借りている駐車場の床にぽつりぽつりと油染みが!

どうやらクラッチレリーズ機構からわずかに漏れているようです。

パーツリストでは「クラッチリリーススライダー」とされる部品の「スライダーリング」という所謂Oリングがヘタっているものと推測。
もともとこの部位は漏れる頻度が高いのか、メーカー側でも手を変え品を変え対策に苦労している様子です。

簡単に調べたところ次のように変遷しています。
xxxx~2011 シングルOリング
2012~2016 ダブルOリング
2017~現在 シングルXリング

↑2013モデルはダブルリングタイプ

ウラルジャパンから取り寄せれば確実ではありますが、オイルシールなどの消耗品は汎用部品が使えると納期や金額の面で大変有利ですし、メーカーから部品の供給が止まった後にいつまで車両の維持が出来るかという大きな要素でもあります。

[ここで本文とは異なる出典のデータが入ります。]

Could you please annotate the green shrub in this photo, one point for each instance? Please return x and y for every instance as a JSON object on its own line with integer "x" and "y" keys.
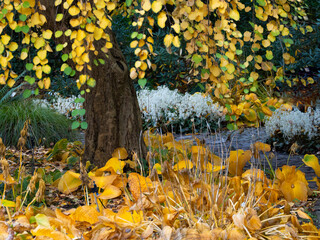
{"x": 46, "y": 125}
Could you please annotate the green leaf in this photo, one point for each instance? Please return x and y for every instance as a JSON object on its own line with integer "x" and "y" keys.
{"x": 101, "y": 61}
{"x": 23, "y": 17}
{"x": 75, "y": 112}
{"x": 7, "y": 203}
{"x": 229, "y": 108}
{"x": 82, "y": 112}
{"x": 29, "y": 66}
{"x": 67, "y": 70}
{"x": 134, "y": 34}
{"x": 27, "y": 93}
{"x": 25, "y": 29}
{"x": 58, "y": 34}
{"x": 29, "y": 79}
{"x": 142, "y": 82}
{"x": 80, "y": 100}
{"x": 84, "y": 125}
{"x": 26, "y": 4}
{"x": 253, "y": 89}
{"x": 196, "y": 58}
{"x": 75, "y": 125}
{"x": 59, "y": 47}
{"x": 42, "y": 220}
{"x": 91, "y": 82}
{"x": 128, "y": 3}
{"x": 239, "y": 52}
{"x": 65, "y": 57}
{"x": 261, "y": 2}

そこで今回は純正部品を使わず汎用部品での補修を検討してみました。

取り外したOリングはかなり変形しており、正確なサイズを計測するのはかなり困難です。

しかし、2016年まで部品番号が変わっておらず古くから同一サイズのOリングが使われている様子、ロシア製であればメトリックでしょうからインチのような中途半端な値ではないと推測し、そこからサイズを導き出しました。

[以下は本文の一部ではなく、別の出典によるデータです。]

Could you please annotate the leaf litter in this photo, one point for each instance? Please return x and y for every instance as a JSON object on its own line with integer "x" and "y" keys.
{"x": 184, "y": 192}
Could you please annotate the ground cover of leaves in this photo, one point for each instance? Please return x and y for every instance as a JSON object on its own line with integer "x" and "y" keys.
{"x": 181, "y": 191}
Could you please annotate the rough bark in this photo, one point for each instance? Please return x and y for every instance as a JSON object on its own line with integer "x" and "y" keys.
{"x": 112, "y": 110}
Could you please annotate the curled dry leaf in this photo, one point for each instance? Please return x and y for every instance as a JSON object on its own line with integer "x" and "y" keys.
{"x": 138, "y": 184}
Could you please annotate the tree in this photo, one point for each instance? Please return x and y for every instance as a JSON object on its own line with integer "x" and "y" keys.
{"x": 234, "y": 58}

このサイズは独自規格のようで、完全に一致する規格製品は残念ながらありませんでした。
全ての部品を工場内で一元生産するロシアの製品にはありがちな事ですから今更驚きはありませんが...

調べてみると航空宇宙規格として定められたAS568規格に最も近いサイズが存在することがわかりました。
・AS568-209 線径3.53 x 内径17.04 x 外形24.10
純正のOリングよりも0.1mmほど外形が大きいですが、Oリングの弾性を考慮すれば使えるのではないかと?
とは言え機械部品の0.1mmはかなり大きな差になりますから、動きが渋くなったり、そもそも装着できない可能性もあります。
実際に試してみるしか答えは出ないので、材質の違う同サイズを2種類取り寄せました。

ニトリルゴム系(NBR)とフッ素ゴム系(FKM)、見た目に違いはほとんどありません。

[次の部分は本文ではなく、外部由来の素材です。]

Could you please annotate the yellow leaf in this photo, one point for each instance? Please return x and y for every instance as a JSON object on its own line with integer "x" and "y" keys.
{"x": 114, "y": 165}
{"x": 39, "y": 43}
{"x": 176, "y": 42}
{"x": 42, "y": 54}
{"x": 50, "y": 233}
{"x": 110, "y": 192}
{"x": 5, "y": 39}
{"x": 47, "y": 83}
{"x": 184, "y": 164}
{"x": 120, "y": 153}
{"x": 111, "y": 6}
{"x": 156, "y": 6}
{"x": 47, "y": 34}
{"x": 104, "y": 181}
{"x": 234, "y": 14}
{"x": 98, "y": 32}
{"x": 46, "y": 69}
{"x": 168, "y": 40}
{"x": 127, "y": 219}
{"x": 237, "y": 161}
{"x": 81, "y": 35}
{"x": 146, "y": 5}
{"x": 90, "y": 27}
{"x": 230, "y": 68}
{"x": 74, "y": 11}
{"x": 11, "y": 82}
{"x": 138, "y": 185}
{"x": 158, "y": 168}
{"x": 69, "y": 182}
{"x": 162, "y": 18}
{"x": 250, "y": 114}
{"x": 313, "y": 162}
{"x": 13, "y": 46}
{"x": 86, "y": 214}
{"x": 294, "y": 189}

結果、ギアボックスケースへの挿入に難儀するもののフッ素ゴム系のOリングを取り付けることが出来ました。(ニトリルゴム系は固定用をチョイスしたためかゴムが固く取り付けを断念)
取り付けてしまえば動きはスムーズでクラッチ操作に影響が出るようなことはありません。

しばらくは正しくシールされオイル漏れが無いか確認し、問題なさそうであれば耐久性を検証します。